Re: Millions of tables

From: Greg Spiegelberg <gspiegelberg(at)gmail(dot)com>
To: Rick Otten <rottenwindfish(at)gmail(dot)com>
Cc: "pgsql-performa(dot)" <pgsql-performance(at)postgresql(dot)org>
Subject: Re: Millions of tables
Date: 2016-09-26 14:09:04
Message-ID: CAEtnbpULv+AHYKT1jakKBhsCvxmwffXVYeg5xnMWS=5j+xnHMA@mail.gmail.com
Views: Raw Message | Whole Thread | Download mbox | Resend email
Thread:
Lists: pgsql-performance

On Mon, Sep 26, 2016 at 4:23 AM, Rick Otten <rottenwindfish(at)gmail(dot)com>
wrote:

> Are the tables constantly being written to, or is this a mostly read
> scenario? One architecture possibility, if the writes are not so
> frequent, is to create just a handful of very big tables for writing, and
> then make smaller tables as materialized views for reading. The vacuum and
> bloat management could be done back a the big tables. The materialized
> views could be refreshed or replaced during non-peak hours.
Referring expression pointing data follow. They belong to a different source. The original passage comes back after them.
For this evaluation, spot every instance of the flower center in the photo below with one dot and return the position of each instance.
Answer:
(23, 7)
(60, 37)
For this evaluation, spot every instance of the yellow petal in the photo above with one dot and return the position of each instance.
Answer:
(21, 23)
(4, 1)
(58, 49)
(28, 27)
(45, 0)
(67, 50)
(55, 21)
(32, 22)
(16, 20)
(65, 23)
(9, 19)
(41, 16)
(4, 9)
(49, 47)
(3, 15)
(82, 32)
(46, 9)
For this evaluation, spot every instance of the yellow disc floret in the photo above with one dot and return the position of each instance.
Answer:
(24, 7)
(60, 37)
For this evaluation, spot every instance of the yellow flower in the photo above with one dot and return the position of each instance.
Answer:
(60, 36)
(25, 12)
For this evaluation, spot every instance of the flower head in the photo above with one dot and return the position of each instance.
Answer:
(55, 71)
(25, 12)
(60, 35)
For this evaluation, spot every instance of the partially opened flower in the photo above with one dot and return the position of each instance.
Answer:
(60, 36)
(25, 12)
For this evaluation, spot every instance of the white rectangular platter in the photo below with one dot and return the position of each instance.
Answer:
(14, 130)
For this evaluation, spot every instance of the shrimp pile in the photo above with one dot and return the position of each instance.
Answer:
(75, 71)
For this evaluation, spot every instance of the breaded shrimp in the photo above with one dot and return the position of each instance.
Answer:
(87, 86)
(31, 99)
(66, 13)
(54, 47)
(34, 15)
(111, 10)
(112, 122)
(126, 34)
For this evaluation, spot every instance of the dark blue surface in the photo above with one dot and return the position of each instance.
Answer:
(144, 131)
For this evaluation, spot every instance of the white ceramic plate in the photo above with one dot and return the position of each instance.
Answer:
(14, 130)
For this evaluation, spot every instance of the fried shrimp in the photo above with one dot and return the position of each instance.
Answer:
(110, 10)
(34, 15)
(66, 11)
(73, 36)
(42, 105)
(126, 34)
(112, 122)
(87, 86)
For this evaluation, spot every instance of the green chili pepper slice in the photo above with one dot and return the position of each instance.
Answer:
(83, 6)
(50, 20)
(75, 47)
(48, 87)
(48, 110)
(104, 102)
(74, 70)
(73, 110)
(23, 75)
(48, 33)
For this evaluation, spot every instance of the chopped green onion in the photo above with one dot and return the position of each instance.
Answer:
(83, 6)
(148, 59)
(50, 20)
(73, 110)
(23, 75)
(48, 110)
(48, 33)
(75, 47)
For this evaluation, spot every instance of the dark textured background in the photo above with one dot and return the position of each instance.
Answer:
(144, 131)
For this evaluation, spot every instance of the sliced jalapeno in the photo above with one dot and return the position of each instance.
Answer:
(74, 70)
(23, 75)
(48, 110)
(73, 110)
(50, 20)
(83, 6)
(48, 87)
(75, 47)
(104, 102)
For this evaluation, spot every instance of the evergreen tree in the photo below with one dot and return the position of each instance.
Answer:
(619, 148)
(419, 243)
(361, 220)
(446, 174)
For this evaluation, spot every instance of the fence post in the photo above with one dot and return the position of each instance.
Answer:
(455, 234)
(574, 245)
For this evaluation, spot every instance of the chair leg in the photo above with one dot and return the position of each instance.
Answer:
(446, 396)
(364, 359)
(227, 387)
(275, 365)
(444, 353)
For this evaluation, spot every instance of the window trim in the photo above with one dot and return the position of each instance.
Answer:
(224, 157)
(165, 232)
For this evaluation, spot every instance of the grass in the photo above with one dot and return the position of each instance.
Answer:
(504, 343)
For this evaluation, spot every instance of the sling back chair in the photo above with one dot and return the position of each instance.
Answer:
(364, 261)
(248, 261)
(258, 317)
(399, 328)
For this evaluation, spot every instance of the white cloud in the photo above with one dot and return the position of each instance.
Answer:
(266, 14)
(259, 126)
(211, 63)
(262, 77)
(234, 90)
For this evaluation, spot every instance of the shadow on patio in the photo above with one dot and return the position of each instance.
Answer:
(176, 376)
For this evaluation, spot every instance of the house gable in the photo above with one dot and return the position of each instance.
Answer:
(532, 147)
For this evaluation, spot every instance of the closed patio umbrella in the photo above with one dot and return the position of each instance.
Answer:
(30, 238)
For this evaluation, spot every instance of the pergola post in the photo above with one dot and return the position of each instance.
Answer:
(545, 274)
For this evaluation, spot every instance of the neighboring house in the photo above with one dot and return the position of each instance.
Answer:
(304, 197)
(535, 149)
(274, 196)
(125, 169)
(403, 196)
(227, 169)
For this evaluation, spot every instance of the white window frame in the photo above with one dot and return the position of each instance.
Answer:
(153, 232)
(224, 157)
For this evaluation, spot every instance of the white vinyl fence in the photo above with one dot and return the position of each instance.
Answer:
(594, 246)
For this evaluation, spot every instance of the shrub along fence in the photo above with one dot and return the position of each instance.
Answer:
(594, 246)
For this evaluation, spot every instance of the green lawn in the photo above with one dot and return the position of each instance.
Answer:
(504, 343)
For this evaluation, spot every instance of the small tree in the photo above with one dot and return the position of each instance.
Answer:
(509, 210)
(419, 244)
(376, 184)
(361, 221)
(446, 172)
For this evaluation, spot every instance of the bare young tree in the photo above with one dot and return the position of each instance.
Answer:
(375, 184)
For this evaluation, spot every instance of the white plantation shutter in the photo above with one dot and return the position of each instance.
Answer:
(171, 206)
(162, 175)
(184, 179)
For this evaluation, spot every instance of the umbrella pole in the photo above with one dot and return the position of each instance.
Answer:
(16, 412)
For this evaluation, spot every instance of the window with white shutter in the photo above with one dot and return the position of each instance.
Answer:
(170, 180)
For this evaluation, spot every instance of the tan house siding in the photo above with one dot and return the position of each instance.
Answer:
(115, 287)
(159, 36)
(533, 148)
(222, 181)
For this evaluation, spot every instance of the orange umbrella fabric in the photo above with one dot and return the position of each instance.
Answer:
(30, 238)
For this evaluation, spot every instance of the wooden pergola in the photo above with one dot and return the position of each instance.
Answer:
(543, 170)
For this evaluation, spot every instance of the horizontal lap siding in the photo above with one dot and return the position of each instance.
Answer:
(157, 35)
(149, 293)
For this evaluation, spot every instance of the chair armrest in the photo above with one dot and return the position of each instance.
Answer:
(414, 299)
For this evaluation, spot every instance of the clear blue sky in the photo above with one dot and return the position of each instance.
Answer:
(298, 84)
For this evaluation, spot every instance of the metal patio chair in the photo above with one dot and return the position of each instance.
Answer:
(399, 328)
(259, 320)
The
> materialized views could be on a different tablespace than the root
> tables. They could also be structured to reflect real-world query patterns
> which are sometimes different than the raw data storage engineering problem.
>
>
Like any data warehouse, I expect 90%+ of the activity being writes but the
necessity of low latency reads is an absolute must else the design doesn't
get off the ground.

Materialized views are neat for many cases but not this one. Current
versions of the data must be available the moment after they are written.

I am considering tablespaces however I have no way to properly size. One
group of tables may contain 1M records and another 100M. Could be on the
same file system but I'd have the same problems internal to PostgreSQL and
the only thing overcome is millions of files in a single directory which is
a file system selection problem.

> With some logging you may be able to see that the data is not truly
> randomly accessed, but rather clustered around just some of the millions of
> tables. Then the engineering problem becomes "How do I service 90% of the
> queries on these tables in 30ms ?" Rather than "How do I service 100% of
> the queries 100% of the time in 30ms?" Knowing 90% of the queries hit just
> a few hundred tables, makes the first question easier to answer.
>
> Similarly, if most of the columns are static and only a few columns are
> actually changing, you could consider pulling the static stuff out of the
> same table with the dynamic stuff and then look at joins in your queries.
> The end goal is to be able to get solid indexes and tables that don't
> change a lot so they can be tightly packed and cached. (less bloat, less
> fragmentation, fewer disk accesses).
>
> With regards to consistent query performance, I think you need to get out
> of AWS. That environment is terrible if you are going for consistency
> unless you buy dedicated hardware, and then you are paying so much money it
> is ridiculous.
>
>
True about AWS and though it is possible hardware may be purchased AWS is
the right place to start. 1) AWS is not IT and won't take months to
approve budget for gear+deployment and more importantly 2) still in design
phase and if deployed there is no way to predict true adoption meaning
it'll start small. AWS is the right place for now.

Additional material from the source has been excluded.